My equipment is really basic - 4 gal pot, 5 gal pot, bucket sparging set-up from the Homebrewer's Companion (drill holes in the bottom of a bucket and set it inside your bottling bucket, drain into pot from spout).

1. I heat up mash water in 5 gal pot and add grains inside of the grain bag. My pots seem to lose a lot of heat with their glass tops so I move the pot off the stovetop and set it on some potholders on the counter. Then I wrap it in a fleece blanket which really helps prevent the heat loss.
2. Heat up my sparge water in the 4 gal, then put the grain bag in my sparge buckets and proceed to sparge.
3. For a 5 gal batch of course I end up with over 5 gal of wort so I split my boil between the two pots. Here's the really scientific part - I use my half gal pyrex measuring bowl to scoop wort back and forth between the pots to more evenly distribute the specific gravity (takes about a minute?).

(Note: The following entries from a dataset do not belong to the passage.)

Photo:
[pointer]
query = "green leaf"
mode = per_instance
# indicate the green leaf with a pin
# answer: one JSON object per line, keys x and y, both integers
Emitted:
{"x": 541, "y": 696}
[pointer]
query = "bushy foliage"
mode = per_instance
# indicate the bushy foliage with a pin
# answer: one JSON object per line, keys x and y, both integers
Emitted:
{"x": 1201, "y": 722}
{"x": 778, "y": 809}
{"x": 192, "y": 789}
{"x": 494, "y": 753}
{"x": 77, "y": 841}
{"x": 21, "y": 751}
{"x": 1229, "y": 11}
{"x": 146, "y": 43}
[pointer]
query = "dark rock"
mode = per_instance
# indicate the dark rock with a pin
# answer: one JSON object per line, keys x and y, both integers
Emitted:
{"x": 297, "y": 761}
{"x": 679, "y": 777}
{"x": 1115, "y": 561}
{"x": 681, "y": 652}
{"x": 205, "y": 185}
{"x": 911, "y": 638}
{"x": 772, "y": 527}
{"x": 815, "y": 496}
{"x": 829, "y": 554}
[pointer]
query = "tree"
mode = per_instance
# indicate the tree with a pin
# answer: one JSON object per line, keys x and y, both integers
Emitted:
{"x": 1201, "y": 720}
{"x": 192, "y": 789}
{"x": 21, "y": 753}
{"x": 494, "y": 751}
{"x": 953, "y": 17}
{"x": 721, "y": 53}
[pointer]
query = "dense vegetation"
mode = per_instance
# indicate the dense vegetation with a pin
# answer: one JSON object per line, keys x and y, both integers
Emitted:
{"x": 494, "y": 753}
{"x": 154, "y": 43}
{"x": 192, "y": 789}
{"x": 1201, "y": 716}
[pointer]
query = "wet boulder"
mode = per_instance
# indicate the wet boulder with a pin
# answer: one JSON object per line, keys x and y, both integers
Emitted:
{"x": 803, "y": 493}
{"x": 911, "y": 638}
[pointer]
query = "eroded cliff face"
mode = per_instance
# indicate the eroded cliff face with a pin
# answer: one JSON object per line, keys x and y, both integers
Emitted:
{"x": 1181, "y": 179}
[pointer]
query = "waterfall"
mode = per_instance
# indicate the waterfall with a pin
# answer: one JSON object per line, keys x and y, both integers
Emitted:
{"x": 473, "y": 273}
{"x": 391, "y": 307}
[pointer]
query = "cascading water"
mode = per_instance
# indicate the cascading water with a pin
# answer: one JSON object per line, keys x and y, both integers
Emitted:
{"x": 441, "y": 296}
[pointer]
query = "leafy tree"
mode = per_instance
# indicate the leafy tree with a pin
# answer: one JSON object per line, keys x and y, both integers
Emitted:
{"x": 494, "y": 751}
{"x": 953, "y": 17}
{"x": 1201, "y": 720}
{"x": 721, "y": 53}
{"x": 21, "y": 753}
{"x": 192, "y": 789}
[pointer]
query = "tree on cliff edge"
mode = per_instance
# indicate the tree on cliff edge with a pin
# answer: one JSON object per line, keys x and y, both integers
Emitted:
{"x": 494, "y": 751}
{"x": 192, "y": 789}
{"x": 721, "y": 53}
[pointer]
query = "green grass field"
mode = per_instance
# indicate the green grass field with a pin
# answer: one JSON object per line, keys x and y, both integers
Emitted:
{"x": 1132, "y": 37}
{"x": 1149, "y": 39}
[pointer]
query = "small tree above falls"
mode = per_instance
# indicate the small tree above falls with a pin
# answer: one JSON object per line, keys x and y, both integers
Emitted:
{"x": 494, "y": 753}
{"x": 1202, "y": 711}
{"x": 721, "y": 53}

4. I split the volume of wort and hops evenly between the two pots.
5. For cooling I have tried a couple of things. I have a double sink, which is REALLY NICE for the two pot method. It's actually been quickest for me to make up extra ice before hand and cool using an ice bath for my two pots in my sink since I have around 2.5 gal in each pot. I do have a wort chiller but for my particular situation it hasn't always made sense to use it.

I'm looking forward to hearing suggestions and tips from others on this thread. I've done about 10 AG brews this way and it always end with a sticky kitchen floor!